1. Interesting stationery. Whether it's a pen, a new computer program, a spunky little notebook, or even a pencil sharpener that renders a pencil more pleasing to use: as a writer, I am much more productive when I am interested in the media/process. If this implies that I am not interested, while writing, in the outcome, and that in fact the outcome (my own writing) bores me almost beyond comprehension, then I can only apologise for this appalling misrepresentation.

 

2. Copious amounts of food. Again, the more novelty value the food has ("Ooooh! Cheese wheels with pictures of cartoon animals on them that are obviously designed for children's lunchboxes!") the more one can be convinced that a cheese-wheel is as good as a holiday and one doesn't need to go outside and rediscover the real world. 

 

3. A butler. Preferably one who doesn't think "I know!
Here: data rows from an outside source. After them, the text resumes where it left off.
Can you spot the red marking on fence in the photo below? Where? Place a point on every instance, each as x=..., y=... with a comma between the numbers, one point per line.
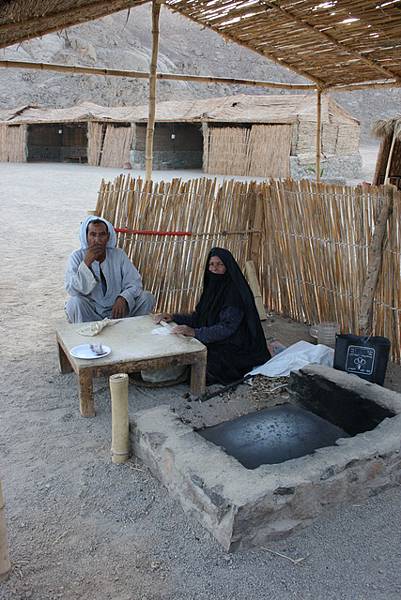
x=149, y=232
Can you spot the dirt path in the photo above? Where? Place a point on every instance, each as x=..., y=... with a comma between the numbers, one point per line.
x=82, y=528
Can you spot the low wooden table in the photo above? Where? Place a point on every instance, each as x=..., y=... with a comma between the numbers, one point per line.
x=133, y=348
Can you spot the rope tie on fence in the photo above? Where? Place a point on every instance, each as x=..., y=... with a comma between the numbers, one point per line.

I'll make a cup of tea!" and then promptly forget this original intention and emerge, two hours later, having de-iced the freezer with a butter knife and cleaned the floor with the aid of a toothbrush.

 

4. Access to all media - internet, television, radio, books - but only (and perhaps this is a bit Harry Potter, but surely someone can have it arranged) after a series of tests verifying a real and urgent need to be informed, as opposed to a perceived real and urgent need, these things not necessarily being distinguishable during the process of writing.

 

5. A trampoline. I am of the opinion that brief periods of trampolining during one's writing day would solve many of the problems associated with sitting still in the one place, thinking about the one thing, and going completely mental due to lack of stimulus.

 

The sooner these proposals are introduced into some kind of legislation, the better for the state of the nation.